Seine Fahrradtour macht einen 30-jährigen US-Amerikaner zum Hauptverdächtigen eines Einbruchs. Oder genauer: seine Google-Bewegungsdaten. Foto: Symbolbild / gettyiamges / Prostock-Studio
Seine Fahrradtour macht einen 30-jährigen US-Amerikaner zum Hauptverdächtigen eines Einbruchs. Oder genauer: seine Google-Bewegungsdaten. Foto: Symbolbild / gettyiamges / Prostock-Studio

Ein gern angeführtes Argument in der Streitfrage „Sicherheit gegen Privatsphäre“ klingt so: Wer nichts zu verbergen hat, hat auch nichts durch Überwachung zu befürchten. Das ist auf vielen Ebenen falsch. Edward Snowden hat in einem Reddit-Ask-Me-Anything vor vier Jahren dazu geschrieben:

„Zu argumentieren, dass Sie keine Privatsphäre brauchen, weil Sie nichts zu verbergen haben, ist so, als würden Sie sagen, dass Sie keine Meinungsfreiheit brauchen, weil Sie nichts zu sagen haben.“

Es gibt noch zahlreiche weitere Punkte, die dagegensprechen. Beispielsweise: Das Recht auf Privatsphäre ist eine Voraussetzung für persönliche Freiheit und Autonomie und deshalb unveräußerlich aus dem Persönlichkeitsrecht abgeleitet. Oder: Die Privatsphäre ist zentral für eine funktionierende Demokratie. Auch: (Staatliche) Überwachung stellt Bürger und Bürgerinnen unter Generalverdacht.

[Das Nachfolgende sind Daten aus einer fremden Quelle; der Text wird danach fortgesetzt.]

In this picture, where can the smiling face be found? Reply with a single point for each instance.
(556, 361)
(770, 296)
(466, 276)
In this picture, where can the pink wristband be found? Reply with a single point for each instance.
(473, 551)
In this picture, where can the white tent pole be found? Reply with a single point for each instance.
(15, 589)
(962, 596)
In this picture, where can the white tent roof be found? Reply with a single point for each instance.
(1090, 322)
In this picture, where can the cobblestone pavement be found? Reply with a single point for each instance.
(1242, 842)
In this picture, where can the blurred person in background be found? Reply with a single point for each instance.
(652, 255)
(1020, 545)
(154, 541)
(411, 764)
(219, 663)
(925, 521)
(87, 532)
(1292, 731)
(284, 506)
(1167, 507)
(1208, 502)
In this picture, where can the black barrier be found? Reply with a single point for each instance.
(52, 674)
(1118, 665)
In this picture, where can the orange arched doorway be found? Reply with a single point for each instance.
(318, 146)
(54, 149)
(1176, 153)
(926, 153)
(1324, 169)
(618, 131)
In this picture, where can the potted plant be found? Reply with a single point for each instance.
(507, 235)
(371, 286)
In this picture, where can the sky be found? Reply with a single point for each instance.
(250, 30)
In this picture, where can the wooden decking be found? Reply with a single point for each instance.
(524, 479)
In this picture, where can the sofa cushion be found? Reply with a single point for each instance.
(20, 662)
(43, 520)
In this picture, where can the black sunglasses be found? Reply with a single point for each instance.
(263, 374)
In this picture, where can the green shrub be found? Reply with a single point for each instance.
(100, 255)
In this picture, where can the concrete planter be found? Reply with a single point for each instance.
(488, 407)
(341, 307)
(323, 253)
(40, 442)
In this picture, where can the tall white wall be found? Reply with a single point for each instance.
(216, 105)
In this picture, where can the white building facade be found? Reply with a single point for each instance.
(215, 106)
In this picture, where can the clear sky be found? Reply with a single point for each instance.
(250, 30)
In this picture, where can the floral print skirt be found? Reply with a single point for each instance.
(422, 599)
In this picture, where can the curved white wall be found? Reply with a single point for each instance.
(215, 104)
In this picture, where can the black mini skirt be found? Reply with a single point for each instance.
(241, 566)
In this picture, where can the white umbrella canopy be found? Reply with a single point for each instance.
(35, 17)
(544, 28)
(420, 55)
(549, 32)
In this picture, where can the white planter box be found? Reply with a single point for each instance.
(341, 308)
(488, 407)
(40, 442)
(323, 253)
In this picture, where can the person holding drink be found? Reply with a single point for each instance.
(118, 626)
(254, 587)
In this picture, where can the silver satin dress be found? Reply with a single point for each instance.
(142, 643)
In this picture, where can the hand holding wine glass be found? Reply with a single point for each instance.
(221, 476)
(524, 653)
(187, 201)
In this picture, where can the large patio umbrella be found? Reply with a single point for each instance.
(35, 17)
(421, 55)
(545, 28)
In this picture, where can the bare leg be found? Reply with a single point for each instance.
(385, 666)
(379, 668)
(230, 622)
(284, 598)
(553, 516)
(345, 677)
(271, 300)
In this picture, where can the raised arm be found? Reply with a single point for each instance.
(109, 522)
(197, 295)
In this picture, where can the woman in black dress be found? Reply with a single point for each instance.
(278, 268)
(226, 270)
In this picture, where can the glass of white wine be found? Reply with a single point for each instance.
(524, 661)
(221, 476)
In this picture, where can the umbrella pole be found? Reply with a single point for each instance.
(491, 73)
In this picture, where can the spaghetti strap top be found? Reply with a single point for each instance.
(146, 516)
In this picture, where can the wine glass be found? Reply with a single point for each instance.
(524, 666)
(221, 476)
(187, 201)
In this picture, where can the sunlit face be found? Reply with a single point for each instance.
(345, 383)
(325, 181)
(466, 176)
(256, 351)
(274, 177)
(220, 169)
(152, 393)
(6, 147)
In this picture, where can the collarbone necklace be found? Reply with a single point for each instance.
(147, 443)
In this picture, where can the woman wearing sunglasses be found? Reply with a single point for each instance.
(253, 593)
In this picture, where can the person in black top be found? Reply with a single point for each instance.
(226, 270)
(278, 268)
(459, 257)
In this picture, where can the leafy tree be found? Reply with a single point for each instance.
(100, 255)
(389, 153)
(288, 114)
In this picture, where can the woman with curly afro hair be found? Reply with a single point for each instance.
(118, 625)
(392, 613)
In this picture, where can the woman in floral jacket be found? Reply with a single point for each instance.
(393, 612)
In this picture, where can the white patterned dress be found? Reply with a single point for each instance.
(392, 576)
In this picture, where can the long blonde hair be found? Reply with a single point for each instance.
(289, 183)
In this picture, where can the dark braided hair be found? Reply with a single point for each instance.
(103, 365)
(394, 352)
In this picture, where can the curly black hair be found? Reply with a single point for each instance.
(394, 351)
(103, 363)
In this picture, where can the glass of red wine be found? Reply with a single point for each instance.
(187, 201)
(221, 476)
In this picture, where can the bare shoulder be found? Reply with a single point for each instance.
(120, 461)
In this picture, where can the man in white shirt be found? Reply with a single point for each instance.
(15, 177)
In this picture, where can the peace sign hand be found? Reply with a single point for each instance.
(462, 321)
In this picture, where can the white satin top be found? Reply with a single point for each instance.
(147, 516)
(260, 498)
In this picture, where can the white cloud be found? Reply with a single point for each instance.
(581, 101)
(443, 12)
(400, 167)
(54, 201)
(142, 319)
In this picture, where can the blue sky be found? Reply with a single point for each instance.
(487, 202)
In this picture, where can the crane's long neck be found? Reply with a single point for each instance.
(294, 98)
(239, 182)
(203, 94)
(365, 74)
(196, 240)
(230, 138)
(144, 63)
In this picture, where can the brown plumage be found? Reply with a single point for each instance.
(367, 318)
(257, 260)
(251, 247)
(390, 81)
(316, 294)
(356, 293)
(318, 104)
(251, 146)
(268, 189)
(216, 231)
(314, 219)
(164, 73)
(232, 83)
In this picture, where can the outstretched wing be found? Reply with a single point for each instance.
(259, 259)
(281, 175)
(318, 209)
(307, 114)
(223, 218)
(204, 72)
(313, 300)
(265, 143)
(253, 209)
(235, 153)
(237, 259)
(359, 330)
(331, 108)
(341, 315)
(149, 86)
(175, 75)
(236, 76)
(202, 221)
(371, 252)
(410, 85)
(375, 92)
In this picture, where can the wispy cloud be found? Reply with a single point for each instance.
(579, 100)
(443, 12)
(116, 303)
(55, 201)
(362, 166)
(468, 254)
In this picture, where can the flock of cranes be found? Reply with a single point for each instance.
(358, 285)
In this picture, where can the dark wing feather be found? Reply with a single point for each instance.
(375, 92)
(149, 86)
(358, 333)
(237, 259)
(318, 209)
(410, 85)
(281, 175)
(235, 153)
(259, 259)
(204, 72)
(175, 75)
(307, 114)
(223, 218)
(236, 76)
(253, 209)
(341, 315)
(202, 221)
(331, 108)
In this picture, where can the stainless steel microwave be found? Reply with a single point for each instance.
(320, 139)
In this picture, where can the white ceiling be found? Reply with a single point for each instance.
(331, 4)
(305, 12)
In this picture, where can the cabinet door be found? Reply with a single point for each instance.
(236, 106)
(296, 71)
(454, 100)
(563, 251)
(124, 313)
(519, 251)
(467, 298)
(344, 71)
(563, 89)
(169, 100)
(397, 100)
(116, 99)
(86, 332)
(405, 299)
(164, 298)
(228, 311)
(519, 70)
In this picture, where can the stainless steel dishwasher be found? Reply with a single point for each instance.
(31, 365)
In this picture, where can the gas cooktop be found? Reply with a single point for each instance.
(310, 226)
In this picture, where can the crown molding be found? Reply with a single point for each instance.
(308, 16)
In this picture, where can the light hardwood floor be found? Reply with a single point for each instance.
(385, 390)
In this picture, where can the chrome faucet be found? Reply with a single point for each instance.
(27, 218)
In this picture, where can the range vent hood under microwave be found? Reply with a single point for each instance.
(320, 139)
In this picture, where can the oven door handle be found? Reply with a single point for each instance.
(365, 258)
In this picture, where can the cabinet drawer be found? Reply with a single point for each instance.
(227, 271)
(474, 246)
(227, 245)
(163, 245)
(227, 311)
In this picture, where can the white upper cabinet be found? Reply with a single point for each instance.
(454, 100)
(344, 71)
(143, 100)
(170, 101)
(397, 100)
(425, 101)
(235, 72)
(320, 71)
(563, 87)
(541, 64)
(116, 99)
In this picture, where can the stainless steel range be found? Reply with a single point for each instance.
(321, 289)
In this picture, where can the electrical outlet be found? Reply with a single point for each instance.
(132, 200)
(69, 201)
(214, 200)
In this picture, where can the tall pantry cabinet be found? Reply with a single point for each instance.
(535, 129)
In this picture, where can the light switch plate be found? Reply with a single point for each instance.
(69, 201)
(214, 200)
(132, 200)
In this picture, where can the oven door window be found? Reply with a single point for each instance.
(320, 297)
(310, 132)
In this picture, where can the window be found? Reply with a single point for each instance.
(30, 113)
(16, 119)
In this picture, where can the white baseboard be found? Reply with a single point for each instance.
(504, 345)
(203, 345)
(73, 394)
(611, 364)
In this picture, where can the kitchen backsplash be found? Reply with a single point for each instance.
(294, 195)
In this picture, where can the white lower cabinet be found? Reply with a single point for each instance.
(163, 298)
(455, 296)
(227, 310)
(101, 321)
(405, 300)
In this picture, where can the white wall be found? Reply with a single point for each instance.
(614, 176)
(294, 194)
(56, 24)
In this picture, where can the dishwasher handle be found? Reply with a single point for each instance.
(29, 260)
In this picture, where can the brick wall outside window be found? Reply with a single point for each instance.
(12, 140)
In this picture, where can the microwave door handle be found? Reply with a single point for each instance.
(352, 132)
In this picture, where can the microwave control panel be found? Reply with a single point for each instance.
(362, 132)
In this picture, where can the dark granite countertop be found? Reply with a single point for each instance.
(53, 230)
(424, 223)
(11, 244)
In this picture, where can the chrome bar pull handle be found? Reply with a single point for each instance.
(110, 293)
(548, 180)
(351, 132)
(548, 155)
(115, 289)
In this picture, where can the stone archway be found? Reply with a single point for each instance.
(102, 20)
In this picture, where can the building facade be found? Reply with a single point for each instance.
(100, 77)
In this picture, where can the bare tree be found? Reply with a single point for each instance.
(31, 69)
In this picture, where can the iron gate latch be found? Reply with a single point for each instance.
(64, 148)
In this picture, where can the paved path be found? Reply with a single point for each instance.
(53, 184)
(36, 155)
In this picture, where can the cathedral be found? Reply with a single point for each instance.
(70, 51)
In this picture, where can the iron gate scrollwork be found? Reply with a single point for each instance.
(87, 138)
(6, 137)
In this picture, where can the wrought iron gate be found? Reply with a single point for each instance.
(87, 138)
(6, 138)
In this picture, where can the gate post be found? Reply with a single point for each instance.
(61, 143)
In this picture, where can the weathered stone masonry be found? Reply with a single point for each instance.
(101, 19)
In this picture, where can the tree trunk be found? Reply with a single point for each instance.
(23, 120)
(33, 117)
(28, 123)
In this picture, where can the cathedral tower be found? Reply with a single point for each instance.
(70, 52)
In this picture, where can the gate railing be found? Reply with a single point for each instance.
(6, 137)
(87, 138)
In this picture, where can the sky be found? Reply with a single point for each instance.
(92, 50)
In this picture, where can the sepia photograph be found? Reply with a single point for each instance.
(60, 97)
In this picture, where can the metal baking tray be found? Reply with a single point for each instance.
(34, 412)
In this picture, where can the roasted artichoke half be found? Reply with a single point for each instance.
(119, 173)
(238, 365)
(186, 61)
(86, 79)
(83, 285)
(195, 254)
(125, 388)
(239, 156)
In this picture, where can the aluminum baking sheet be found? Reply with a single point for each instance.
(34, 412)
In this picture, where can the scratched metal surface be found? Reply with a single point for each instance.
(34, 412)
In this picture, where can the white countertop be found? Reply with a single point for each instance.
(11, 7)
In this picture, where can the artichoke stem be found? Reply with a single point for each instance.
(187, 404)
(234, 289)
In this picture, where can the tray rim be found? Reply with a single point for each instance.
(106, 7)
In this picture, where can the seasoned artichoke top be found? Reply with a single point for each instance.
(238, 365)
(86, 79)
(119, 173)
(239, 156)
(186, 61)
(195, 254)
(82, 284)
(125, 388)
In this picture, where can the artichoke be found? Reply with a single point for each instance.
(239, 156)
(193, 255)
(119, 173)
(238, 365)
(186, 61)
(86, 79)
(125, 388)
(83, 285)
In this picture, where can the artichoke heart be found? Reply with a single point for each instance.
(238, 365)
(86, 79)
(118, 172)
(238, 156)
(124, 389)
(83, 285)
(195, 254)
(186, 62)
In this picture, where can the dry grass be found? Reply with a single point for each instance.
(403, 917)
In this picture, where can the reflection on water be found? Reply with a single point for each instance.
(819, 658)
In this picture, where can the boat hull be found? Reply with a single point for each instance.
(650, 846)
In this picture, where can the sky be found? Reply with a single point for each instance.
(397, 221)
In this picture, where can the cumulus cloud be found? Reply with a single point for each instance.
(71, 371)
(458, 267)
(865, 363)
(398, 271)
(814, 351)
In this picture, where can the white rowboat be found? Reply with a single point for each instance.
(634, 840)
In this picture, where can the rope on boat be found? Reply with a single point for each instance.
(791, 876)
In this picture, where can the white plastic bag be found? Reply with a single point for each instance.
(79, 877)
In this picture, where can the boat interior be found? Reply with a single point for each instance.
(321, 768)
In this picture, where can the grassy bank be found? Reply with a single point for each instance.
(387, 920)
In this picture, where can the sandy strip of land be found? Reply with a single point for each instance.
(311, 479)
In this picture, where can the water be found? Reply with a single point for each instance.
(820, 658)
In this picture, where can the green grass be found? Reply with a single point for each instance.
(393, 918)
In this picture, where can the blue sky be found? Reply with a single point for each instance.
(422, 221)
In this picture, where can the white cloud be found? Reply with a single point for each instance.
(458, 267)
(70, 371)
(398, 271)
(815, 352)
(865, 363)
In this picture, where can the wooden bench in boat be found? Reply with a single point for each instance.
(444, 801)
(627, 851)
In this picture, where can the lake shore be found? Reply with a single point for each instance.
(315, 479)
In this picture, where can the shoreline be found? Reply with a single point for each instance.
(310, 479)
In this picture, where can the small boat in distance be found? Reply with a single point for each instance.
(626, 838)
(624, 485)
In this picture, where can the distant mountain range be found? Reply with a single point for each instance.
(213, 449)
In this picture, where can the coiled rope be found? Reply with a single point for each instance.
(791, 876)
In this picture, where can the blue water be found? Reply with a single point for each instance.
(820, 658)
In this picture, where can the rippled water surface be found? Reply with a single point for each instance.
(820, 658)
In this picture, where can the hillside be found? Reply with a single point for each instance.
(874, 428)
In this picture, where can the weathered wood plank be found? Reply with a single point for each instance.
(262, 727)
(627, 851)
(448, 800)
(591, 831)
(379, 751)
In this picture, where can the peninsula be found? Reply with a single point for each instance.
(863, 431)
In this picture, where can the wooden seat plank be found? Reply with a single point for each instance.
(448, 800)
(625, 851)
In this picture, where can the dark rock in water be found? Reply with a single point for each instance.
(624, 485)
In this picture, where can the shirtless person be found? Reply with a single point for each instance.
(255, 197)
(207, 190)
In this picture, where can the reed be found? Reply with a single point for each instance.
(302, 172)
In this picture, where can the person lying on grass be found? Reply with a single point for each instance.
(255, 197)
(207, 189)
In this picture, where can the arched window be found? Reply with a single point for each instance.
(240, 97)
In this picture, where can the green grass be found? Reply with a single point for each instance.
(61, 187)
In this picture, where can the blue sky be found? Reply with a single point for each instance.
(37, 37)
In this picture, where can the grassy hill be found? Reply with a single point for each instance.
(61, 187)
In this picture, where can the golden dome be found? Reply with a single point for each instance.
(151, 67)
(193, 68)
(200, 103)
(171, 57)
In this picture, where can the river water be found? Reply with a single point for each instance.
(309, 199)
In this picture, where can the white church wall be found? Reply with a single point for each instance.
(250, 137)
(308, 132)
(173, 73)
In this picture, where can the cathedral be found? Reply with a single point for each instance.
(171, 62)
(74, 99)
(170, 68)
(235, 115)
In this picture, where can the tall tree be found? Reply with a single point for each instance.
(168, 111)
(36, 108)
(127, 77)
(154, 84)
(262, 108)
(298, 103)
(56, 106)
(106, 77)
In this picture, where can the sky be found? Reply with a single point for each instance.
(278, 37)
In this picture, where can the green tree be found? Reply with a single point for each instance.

So schnell steht man unter Generalverdacht

Ein Vorfall im US-amerikanischen Bundesstaat Florida im Zusammenhang mit Google, über den vergangene Woche NBC News berichtete, gibt nun ein eindrückliches Beispiel für das letzte Argument. Demnach erhielt der 30-jährige Zachary McCoy, er lebt und arbeitet in Gainesville, an einem Dienstag im Januar eine Mail. Absender: Die juristische Abteilung von Google. Inhalt: Die Polizei habe seine Daten angefordert. Sie würden in sieben Tagen herausgegeben, gehe McCoy nicht juristisch dagegen vor.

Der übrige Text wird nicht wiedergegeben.